Feels like yesterday when the Swiss Club launched the idea of an event dedicated to boats one hundred years and more of age, but the Gstaad Yacht Club Centenary Trophy will celebrate its ninth anniversary this year in Saint-Tropez, the regatta having become a true tradition and an unmissable rendez-vous for the centenarian sailing beauties.
As past winners and participants keep coming back for more, year after year new centenarian yachts make their debut at the Trophy.
The provisional entry list includes, in fact, several rookies like 1918 Apache, a 8 Metres IR designed by Norwegian architect Johan Anker, known worldwide as the father of the Dragon, the boat that has maintained the status of Olympic class for longer in the history of sailing. Of Scottish origins is another newcomer: Endrick, a 7 Metres IR designed by William Fife III also in 1912, whose owner and skipper is former Swiss Olympic sailor Jean Degaudenzi, who took part to the 1972 Games in Munich in the Flying Dutchman class.

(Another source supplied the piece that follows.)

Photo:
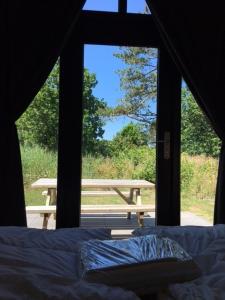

From the same drawing board comes Sayonara, Japanese for "goodbye". Designed as a fast cruising yawl by William Fife III of Fairlie in Scotland and built in Australia in 1897, where she was one of the fastest racing yachts of the time, winning several regattas and holding passage records.
Olympian, the William Gardner designed gaff cutter from 1913 and skippered by France America's Cup veteran Bruno Troublé, will be back to defend the title won in 2014 but more past winners like Tilly XV, double champion in 2017 and 2018, confirmed they will be on the starting line. Tilly XV, is a Sonderklass racer, with a particularly contemporary design, that won the Kiel Week in the very same year she was launched was built in 1912 in Germany for Prince Heinrich Von Preussen, the brother of Kaiser Wilhelm II, and is the fifteenth of a series of boats that all carry the same name.
The event, raced in a pursuit format with staggered starts, is scheduled for Thursday, October 3rd and is expected to be yet again the focal point of classic racing at the Voiles de Saint-Tropez. The Centenary Trophy features an especially created and constantly refined handicap system, allowing very different boats in size and rig to compete on equal terms, and its format has proved extremely attractive for the sailors and the public alike, with the first boat to cross the line off the Saint Tropez breakwater to be declared the winner.
This year too, during the prize-giving night both the Centenary Trophy and the Centenarian Award Silver Bowl will be on display. The prize that has been awarded earlier in the year, in April in the Royal Thames Yacht Club in London to the boat deemed the Centenarian of the Year 2019 and went to Carlotta, 50ft (15m) protection cutter built in 1899, restored by Abernethy and Gaudin in Canada and the Elephant Boatyard in England.